The past few weeks of this pregnancy have been blissfully uneventful. According to all of the literature I've read, my hormones are finally leveling out, leaving me feeling much more like myself and less like a walking ball of unpredictability.
Thankfully, the water works have dried up. I no longer cry watching wrestling with Jerry or hearing exuberant little kids describe what they got in their Easter baskets. In fact, except for the time a friend described how a visitor turned on her porch light, igniting the bird's nest above it and frying all of the little babies while melting the siding off the front of her house, I haven't cried in awhile.
Well, except for that one time Jerry and I were laying in bed and he was reading aloud "What to Expect While Your Wife is Expecting," adding his own hilarious color commentary after practically every sentence. I started laughing so hard that I had to sit up to breathe, then the laughter inexplicably turned to uncontrollable sobbing while I screamed "I'M ... A ... FREAK!" in between forced breaths and wiping my soaking face on the comforter.
My food cravings have diminished somewhat too, but I'm still eating much more than I used to. Just ask my coworkers who watched me hork down three sloppy joes at work last night. Granted, I only used one side of the bun each time and they were consumed in what I've decided to call "pregnancy grazing" over a few hours, but I still felt like a complete cow. A cow who seriously needed another bun half topped with sloppy joe mix. And carrots. And cucumbers. Dipped in ranch dressing.
Because of this, I've often described my appetite as "ravenous" to those who ask how I'm feeling. The food aversions are thankfully far and few between at this point, and although I still have to be pretty choosy about what I eat, it's been weeks since I spent time making an entire meal only to be completely nauseated by the sight of it.
I'm not quite showing yet, but I know I won't be able to say that for much longer. All the books I've read say the waist is the first to go, and well, I don't have to dig out a measuring tape to know that my middle is expanding -- my pants attest to that. My wardrobe now consists of two pairs of nice pants, one pair of jeans and skirts. Everything else is just too tight. (Although I have cheated and looped an elastic hair band through the button hole then around the button. When paired with a long shirt, no one is the wiser that I'm a huge cow.)
Yes, yes, I know I'm not getting fat. I know the weight gain is mostly because my uterus has grown from the size of a small apple to the size of a large grapefruit. And that my digestive tract is much more conducive to bloating and gas these days. But right now I don't look pregnant. I just feel round. Or maybe like a square peg with round pants.
According to my scale, I've gained six pounds during the first trimester. In an ideal world, I was only supposed to gain two or three, but I'm not going to beat myself up for having multiple sloppy joe sandwiches. Forcing myself to not have another one would impede my ability to function properly. It would consume my thoughts if I couldn't consume the sandwich.
Fortunately, I have discovered a place where everyone is pregnant and hormonal, which makes me feel understood. I've been frequenting a message board on a pregnancy site. And although some of the women are complete idiots who only have things like "CAN'T WAIT 2 C BABY!" to contribute, others share their insight, their fears and their honesty.
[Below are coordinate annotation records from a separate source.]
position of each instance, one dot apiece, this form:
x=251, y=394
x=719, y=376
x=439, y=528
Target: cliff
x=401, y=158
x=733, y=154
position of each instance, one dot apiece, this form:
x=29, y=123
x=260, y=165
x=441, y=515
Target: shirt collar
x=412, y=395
Sure, it makes me feel better reading the 11th week message board and finding out that some women have gained 13 pounds already. And I love that everyone feels amazing when they see their own blinking lightning bug for the first time. But mostly it's reassuring to know that every pending mother worries. About everything. Even the ones who didn't have a prior miscarriage. Or the ones who have already been through this before.
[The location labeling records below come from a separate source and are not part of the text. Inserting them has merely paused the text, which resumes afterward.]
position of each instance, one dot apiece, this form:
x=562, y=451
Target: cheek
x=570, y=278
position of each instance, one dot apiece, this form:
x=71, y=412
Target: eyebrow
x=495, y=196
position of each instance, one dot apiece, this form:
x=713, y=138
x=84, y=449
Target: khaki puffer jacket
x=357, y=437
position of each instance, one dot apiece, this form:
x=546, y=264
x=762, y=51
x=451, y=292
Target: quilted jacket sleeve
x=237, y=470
To that effect, I've been trying to keep my fears in check -- especially the completely irrational ones. I no longer freak out at the slightest cramp or flutter, but I can't say I'm not checking for blood every time I go to the bathroom. I'm hoping that will stop once I make it to the safety net of the second trimester next week, where the chances of miscarriage diminish to about one percent.
In the meantime, I'm trying not to change my 12-week appointment solely out of superstition. Jerry and I are supposed to meet with the same doctor who diagnosed my miscarriage last time. And although she is one of my favorite doctors at the practice, although she will completely understand what we had to go through to get to this point, I have nightmares that she tells me this pregnancy is no longer viable. Like she is the harbinger of death.
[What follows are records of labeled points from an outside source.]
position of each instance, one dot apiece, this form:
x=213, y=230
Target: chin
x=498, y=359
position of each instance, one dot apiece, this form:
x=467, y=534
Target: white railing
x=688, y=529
Rationally, I know I'm being ridiculous. I know she has absolutely nothing to do with what's going on inside my body. And if I don't face her and end my silly superstition now, I have the potential to avoid her for the next six months. The doctor I love. And if she happens to be on-call to deliver babies the day I go into labor? Well, I would really be freaking out then.
So I will spend this week pushing aside my fears, enjoying the fact that I feel like a human being again and not just a host organism, begrudgingly looping my hair elastics through my pants as I shove another sandwich into my mouth -- all the while waiting to see that blinking light again.